Research papers on the stock market cover a wide variety of topics.
Paper Masters suggests you narrow your topic so that you can give an in-depth coverage of whatever market, economic indicator or aspect of the stock market you need studied.
Most large discount brokerages are able to help clients track down securities that have been defunct for over 10 years.
With the CUSIP number, the brokerage can uncover all splits, reorganizations, and name changes that have occurred throughout the company's history.
Happening upon old stock certificates is actually pretty common.

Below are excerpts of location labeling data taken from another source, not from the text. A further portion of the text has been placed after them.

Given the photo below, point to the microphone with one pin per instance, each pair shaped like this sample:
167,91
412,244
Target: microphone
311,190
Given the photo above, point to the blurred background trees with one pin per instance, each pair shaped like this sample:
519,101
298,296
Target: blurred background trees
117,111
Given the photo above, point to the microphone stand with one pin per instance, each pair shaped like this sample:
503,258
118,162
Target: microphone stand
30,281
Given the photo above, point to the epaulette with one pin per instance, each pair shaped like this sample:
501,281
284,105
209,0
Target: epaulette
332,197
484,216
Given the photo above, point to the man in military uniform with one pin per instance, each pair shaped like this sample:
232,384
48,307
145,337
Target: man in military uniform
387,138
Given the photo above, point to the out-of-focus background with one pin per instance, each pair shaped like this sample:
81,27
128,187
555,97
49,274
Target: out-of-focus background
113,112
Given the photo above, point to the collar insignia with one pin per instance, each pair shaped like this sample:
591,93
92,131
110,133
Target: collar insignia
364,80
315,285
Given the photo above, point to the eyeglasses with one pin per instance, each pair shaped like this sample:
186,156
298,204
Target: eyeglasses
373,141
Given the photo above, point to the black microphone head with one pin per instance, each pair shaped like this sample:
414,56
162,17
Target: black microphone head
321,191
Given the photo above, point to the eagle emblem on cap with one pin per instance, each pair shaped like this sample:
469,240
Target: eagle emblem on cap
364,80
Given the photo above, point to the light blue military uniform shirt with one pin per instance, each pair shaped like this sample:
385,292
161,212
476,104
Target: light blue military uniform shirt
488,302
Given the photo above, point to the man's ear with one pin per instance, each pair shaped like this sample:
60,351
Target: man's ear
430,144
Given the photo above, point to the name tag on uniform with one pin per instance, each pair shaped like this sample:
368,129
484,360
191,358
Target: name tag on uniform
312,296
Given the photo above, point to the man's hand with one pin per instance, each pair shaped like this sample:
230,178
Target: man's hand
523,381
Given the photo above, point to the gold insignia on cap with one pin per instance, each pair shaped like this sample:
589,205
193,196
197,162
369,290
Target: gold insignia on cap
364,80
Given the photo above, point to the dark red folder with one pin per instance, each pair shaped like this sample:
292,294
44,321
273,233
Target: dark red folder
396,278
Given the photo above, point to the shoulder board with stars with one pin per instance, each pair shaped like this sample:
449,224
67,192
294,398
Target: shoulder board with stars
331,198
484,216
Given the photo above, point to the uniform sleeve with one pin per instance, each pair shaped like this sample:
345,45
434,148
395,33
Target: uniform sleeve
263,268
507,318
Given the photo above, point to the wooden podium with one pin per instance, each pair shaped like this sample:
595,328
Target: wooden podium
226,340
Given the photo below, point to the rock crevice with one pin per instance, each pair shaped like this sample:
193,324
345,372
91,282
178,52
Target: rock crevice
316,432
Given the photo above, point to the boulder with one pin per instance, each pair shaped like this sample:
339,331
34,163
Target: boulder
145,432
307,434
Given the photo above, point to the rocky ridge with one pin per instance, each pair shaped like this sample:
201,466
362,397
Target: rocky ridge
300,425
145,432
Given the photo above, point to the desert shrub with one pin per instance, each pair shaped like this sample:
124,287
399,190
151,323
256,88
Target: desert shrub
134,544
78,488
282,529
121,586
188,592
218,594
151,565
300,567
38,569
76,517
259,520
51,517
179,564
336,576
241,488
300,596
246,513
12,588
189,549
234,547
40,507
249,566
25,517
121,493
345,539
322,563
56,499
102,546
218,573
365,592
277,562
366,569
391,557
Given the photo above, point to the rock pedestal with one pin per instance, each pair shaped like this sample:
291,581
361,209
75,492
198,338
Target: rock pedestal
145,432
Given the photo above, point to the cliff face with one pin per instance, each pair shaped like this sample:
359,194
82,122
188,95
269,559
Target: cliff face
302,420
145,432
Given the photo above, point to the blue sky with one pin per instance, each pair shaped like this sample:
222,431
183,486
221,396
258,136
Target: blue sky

In the past, investors received physical certificates, referred to as in bearer form, when they bought stock.Look for the company name and location of incorporation, a CUSIP number, and the name of the person with whom the security is registered.All of these items are important and can likely be found on the certificate's face.Yahoo Finance has a good symbol lookup tool where you can search the name of the company for its ticker. Unless your company is a household name, like General Electric, chances are, at some point, the company either was bought out or changed its name due to a merger.This number provides a vital piece of information for searching out a security; it's like stock DNA.Each security has a unique number, and changes and splits are recorded accordingly.That is, every time a security changes its name, splits, or does anything affecting its stock certificate, a new number is assigned to it.Each stock is incorporated in a state, and the records are kept at a central location.Generally, incorporation goes through the Secretary of State, and the name of the business will be documented in those databases.The transfer agent will have a record of the person's name on the stock certificate; ownership can then be transferred to your name.This can be done in many different ways, so it's always best to contact the transfer agent and request instructions. If the company is no longer public, your search ends.